La boca de Diane se abrió, pero no salió ninguna palabra.

"Tú", dije, girándome hacia ella, "le has estado pagando para que vigile una puerta que ya estaba cerrada con llave."

Aaron dejó el bolígrafo con mucho cuidado, como si pudiera morderle.

"Sandra", empezó. "Cariño, escucha."

"No lo hagas."

Cogí mi copa de vino, la que había dejado, y la llevé al fregadero. La vertí despacio.

Luego volví a mirar a las dos personas que habían conspirado contra mí durante años.

"Ahora", dije. "Hablemos de lo que pasa después."

Miré a Aaron, luego a Diane, y sentí que algo se asentaba en mi pecho que no sentía en años: calma.

"¿Sabes qué es gracioso?" Dije. "Me enamoré de un chico en el columpio del porche cuando era adolescente. Pero ese chico nunca existió."

La boca de Aaron se abrió, pero no encontraba las palabras adecuadas.

"No voy a gastar ni una lágrima más en un desconocido que lleva su cara", añadí.

Mi madrastra se enderezó, aferrándose a su carpeta como si aún pudiera protegerla.

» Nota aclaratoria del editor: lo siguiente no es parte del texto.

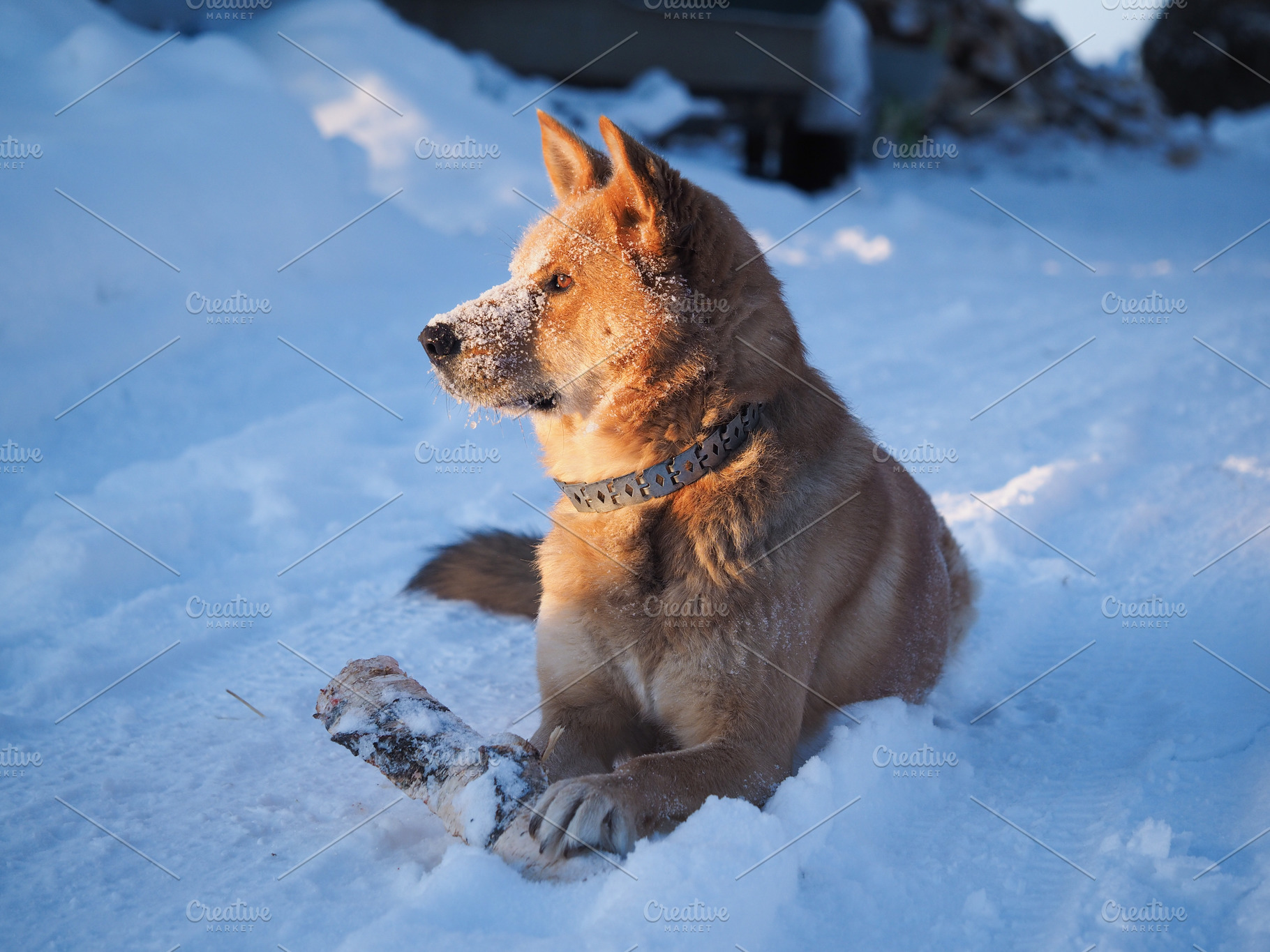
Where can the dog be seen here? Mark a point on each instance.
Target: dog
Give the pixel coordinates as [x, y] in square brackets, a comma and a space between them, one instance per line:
[754, 571]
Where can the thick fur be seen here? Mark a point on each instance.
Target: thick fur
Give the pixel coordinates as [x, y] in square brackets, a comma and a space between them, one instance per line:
[497, 571]
[858, 599]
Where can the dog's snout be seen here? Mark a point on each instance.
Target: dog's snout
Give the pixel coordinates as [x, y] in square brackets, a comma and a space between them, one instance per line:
[440, 340]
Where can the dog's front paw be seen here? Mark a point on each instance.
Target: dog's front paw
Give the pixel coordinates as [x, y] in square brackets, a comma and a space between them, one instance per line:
[583, 811]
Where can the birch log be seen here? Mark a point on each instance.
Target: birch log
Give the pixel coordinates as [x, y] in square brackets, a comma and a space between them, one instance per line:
[481, 789]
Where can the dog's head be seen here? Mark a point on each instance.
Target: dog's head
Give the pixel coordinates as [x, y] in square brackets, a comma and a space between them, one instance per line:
[595, 310]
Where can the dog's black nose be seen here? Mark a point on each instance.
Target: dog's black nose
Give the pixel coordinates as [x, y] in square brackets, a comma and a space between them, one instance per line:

"Y tú. La casa de mi madre nunca será tuya. No en esta vida. No en la siguiente."

Metí la mano en el bolso y saqué un sobre manila que había dejado allí esa mañana. La puse suavemente en las manos de Aaron.

"Papeles de anulación", le dije. "Cuando el señor Whitfield reestructuró el fideicomiso en agosto, le pedí que también redactara esto. Una contingencia. Solo para presentar la solicitud si alguna vez confirmaba lo que había temido durante mucho tiempo. Fraude en la inducción al matrimonio. Dice que el caso está limpio."

Mi marido finalmente encontró su voz.

"¡Sandra, espera, por favor!"

"Esperé 15 años, Aaron. Ya no quiero esperar."

Los acompañé a los dos hasta la puerta. Luego la cerré.